---
date: '2019-02-08'
subtitle: 'Building your own disassembly tooling for --- that''s
  right --- fun and profit'
template: text.html
title: Python for Reverse Engineering
url: 'python-for-re-1'
---

While solving complex reversing challenges, we often use established
tools like radare2 or IDA for disassembling and debugging. But there are
times when you need to dig in a little deeper and understand how things
work under the hood.

Rolling your own disassembly scripts can be immensely helpful when it
comes to automating certain processes, and eventually build your own
homebrew reversing toolchain of sorts. At least, that's what I'm
attempting anyway.

Setup
-----

As the title suggests, you're going to need a Python 3 interpreter
before anything else. Once you've confirmed beyond reasonable doubt that
you do, in fact, have a Python 3 interpreter installed on your system,
run

``` {.console}
$ pip install capstone pyelftools
```

where `capstone` is the disassembly engine we'll be scripting with and
`pyelftools` to help parse ELF files.

With that out of the way, let's start with an example of a basic
reversing challenge.

``` {.c}
/* chall.c */

#include <stdio.h>
#include <stdlib.h>
#include <string.h>

int main() {
   char *pw = malloc(9);
   pw[0] = 'a';
   for(int i = 1; i <= 8; i++){
       pw[i] = pw[i - 1] + 1;
   }
   pw[9] = '\0';
   char *in = malloc(10);
   printf("password: ");
   fgets(in, 10, stdin);        // 'abcdefghi'
   if(strcmp(in, pw) == 0) {
       printf("haha yes!\n");
   }
   else {
       printf("nah dude\n");
   }
}
```

Compile it with GCC/Clang:

``` {.console}
$ gcc chall.c -o chall.elf
```

Scripting
---------

For starters, let's look at the different sections present in the
binary.

``` {.python}
# sections.py

from elftools.elf.elffile import ELFFile

with open('./chall.elf', 'rb') as f:
    e = ELFFile(f)
    for section in e.iter_sections():
        print(hex(section['sh_addr']), section.name)
```

This script iterates through all the sections and also shows us where
it's loaded. This will be pretty useful later.

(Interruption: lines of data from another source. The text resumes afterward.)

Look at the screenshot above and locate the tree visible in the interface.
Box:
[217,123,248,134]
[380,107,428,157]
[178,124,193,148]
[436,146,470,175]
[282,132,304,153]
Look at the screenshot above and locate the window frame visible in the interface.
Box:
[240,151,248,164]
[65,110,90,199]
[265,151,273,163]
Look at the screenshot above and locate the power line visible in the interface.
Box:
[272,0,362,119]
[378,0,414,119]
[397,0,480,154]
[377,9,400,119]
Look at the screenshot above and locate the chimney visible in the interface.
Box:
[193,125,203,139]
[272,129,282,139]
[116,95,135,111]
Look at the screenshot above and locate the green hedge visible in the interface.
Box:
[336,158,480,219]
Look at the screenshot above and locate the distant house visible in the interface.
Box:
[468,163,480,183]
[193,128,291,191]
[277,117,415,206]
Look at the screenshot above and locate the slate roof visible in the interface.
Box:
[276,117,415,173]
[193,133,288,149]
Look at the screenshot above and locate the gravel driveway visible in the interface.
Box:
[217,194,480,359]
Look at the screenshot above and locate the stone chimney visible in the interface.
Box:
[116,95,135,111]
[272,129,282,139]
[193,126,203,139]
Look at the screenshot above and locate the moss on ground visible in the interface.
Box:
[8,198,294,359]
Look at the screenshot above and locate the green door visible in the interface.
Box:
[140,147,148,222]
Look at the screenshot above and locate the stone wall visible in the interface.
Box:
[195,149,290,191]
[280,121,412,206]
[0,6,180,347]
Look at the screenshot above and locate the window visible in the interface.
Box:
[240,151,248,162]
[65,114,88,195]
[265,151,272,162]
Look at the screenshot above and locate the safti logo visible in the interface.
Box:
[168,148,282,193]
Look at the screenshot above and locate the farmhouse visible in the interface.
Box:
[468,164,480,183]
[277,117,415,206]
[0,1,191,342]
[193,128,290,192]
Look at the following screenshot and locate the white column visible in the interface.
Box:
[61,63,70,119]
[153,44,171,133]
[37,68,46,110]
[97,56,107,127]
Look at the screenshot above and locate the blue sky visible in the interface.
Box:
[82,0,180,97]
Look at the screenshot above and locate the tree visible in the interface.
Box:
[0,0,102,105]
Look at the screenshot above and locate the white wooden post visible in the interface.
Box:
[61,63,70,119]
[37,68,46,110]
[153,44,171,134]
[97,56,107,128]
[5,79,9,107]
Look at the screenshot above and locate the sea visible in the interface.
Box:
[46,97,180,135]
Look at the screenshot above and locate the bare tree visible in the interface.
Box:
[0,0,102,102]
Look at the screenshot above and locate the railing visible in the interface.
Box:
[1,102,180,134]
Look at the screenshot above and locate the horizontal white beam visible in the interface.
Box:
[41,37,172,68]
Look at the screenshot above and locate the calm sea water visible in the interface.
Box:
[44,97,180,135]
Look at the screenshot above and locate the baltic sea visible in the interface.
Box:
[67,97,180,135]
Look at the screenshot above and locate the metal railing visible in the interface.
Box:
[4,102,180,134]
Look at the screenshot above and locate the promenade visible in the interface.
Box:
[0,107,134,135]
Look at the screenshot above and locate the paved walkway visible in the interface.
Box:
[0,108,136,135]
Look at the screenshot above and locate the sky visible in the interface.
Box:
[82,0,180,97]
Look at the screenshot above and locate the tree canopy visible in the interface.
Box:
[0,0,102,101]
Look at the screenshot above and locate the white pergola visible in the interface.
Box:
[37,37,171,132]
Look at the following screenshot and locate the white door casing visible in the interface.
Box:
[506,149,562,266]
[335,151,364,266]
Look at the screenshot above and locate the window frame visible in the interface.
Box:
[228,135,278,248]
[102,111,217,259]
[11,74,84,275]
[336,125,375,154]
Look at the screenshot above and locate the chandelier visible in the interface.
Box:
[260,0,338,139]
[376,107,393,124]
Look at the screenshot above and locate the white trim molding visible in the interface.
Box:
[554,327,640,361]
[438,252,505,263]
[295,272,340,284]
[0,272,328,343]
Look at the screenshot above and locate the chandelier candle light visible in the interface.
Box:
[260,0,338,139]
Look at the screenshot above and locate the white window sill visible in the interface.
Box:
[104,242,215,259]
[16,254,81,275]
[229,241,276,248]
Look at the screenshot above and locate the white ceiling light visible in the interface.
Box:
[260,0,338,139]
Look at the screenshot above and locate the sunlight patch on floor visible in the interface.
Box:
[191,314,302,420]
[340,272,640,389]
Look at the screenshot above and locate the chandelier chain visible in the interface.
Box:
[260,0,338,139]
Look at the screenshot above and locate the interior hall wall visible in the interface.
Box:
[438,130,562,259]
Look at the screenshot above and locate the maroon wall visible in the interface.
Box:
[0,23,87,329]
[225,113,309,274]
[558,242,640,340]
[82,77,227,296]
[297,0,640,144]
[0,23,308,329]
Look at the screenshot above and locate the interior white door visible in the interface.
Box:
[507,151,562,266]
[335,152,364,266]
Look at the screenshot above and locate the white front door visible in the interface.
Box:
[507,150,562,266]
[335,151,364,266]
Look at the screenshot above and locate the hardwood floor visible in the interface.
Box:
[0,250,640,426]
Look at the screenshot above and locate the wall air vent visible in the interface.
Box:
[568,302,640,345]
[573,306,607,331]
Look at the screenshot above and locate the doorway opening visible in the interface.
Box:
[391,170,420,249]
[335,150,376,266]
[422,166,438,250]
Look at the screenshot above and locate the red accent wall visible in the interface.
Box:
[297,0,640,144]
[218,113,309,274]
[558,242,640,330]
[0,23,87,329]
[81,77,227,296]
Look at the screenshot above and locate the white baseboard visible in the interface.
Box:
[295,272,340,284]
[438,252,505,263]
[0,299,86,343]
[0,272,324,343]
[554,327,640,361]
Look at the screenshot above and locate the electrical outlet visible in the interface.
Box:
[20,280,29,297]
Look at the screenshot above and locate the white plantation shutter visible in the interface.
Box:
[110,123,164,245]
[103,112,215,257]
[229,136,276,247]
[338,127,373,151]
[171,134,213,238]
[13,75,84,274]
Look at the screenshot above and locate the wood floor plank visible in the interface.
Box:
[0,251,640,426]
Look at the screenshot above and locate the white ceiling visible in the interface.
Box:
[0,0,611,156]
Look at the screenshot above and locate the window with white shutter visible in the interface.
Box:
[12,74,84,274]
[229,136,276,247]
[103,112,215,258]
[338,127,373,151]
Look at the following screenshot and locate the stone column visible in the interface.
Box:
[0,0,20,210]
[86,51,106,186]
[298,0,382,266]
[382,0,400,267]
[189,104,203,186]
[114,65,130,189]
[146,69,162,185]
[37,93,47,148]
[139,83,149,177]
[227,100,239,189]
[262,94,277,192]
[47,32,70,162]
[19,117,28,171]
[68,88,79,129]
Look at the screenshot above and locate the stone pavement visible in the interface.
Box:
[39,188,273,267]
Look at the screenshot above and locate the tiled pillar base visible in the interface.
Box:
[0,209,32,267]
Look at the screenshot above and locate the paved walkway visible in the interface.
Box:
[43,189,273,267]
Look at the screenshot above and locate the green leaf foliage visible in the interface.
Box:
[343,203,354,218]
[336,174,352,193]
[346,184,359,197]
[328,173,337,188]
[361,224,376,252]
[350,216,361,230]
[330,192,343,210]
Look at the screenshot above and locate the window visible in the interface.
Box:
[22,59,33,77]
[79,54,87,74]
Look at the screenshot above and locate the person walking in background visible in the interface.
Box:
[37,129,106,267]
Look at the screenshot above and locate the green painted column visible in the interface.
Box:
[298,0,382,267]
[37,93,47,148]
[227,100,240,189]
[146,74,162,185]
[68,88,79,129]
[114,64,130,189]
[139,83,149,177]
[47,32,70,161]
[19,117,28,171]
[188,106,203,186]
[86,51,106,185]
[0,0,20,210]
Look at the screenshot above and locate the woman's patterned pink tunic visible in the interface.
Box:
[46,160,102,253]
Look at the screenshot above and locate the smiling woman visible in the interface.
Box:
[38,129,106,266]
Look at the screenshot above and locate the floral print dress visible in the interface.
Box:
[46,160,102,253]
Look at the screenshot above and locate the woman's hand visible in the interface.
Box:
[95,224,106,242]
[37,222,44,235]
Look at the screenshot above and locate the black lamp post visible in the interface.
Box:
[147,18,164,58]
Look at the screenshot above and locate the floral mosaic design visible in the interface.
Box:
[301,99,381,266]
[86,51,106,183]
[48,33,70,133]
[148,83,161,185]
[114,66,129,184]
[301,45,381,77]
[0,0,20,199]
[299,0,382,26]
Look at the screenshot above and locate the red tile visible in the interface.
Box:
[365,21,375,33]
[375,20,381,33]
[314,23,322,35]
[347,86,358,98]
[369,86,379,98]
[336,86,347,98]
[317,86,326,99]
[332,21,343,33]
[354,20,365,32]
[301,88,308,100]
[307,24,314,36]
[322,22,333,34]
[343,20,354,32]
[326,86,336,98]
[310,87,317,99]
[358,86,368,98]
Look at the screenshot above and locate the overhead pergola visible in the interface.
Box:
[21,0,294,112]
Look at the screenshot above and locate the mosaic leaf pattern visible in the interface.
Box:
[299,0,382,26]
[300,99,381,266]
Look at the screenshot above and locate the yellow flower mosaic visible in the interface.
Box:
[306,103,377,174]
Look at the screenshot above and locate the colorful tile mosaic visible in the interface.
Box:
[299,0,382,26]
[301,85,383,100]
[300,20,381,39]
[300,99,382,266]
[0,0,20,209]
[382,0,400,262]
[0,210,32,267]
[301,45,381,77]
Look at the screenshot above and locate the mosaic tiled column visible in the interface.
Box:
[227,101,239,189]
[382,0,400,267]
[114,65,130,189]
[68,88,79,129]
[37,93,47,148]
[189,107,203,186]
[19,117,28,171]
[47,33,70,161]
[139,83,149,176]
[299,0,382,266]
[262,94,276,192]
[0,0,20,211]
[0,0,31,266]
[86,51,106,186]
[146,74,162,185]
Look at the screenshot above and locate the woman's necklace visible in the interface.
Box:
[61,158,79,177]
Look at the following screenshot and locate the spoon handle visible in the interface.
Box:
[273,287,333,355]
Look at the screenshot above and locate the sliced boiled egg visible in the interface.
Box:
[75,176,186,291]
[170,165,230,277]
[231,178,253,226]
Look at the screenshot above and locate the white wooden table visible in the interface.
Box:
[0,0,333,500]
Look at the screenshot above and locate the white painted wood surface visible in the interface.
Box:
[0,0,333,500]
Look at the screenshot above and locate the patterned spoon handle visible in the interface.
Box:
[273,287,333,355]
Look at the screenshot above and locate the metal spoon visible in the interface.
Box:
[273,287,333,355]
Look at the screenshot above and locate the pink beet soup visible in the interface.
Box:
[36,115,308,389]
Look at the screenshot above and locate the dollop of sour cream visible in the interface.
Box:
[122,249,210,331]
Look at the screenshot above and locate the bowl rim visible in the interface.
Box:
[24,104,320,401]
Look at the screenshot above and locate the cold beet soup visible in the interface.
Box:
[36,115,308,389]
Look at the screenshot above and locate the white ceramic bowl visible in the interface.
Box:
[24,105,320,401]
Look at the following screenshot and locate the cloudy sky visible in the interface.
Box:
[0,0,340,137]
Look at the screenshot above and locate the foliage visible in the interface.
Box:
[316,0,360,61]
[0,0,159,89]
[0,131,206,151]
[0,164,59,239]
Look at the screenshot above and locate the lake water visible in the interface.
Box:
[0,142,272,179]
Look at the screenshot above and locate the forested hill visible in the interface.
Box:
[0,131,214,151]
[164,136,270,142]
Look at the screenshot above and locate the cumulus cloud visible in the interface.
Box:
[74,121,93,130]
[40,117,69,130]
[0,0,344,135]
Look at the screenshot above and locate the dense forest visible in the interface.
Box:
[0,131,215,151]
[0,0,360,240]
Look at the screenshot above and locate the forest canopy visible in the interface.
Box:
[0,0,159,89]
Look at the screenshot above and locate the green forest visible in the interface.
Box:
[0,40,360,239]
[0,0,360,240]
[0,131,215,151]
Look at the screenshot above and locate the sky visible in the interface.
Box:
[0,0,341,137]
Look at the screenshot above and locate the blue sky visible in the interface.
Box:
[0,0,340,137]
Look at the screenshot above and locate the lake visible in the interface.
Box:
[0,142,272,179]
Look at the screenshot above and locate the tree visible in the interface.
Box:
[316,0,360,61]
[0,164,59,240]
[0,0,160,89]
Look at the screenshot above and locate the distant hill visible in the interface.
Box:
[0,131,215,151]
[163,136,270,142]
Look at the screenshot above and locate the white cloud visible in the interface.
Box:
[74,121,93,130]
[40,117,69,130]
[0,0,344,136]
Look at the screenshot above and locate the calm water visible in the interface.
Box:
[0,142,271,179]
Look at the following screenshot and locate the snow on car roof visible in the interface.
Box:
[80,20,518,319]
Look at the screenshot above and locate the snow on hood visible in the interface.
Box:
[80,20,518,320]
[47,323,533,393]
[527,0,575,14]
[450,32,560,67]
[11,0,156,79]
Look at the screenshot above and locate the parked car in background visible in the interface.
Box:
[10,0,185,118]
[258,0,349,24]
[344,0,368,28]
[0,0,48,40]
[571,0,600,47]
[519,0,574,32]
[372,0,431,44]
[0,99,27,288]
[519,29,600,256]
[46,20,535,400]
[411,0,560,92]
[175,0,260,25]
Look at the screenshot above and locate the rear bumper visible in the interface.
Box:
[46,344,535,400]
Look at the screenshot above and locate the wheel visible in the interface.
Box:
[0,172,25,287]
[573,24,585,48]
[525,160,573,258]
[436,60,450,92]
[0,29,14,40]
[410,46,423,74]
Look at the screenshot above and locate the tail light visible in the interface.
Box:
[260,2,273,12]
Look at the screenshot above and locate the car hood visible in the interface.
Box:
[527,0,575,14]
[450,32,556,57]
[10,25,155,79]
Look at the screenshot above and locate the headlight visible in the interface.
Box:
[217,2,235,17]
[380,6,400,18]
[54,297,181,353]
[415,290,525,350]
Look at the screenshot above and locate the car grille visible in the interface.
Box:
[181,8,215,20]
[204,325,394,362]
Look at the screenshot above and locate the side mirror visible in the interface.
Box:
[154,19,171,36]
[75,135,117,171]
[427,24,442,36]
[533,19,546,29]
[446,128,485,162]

Running it gives us

``` {.console}
› python sections.py
0x238 .interp
0x254 .note.ABI-tag
0x274 .note.gnu.build-id
0x298 .gnu.hash
0x2c0 .dynsym
0x3e0 .dynstr
0x484 .gnu.version
0x4a0 .gnu.version_r
0x4c0 .rela.dyn
0x598 .rela.plt
0x610 .init
0x630 .plt
0x690 .plt.got
0x6a0 .text
0x8f4 .fini
0x900 .rodata
0x924 .eh_frame_hdr
0x960 .eh_frame
0x200d98 .init_array
0x200da0 .fini_array
0x200da8 .dynamic
0x200f98 .got
0x201000 .data
0x201010 .bss
0x0 .comment
0x0 .symtab
0x0 .strtab
0x0 .shstrtab
```

Most of these aren't relevant to us, but a few sections here are to be
noted. The `.text` section contains the instructions (opcodes) that
we're after. The `.data` section should have strings and constants
initialized at compile time. Finally, the `.plt` which is the Procedure
Linkage Table and the `.got`, the Global Offset Table. If you're unsure
about what these mean, read up on the ELF format and its internals.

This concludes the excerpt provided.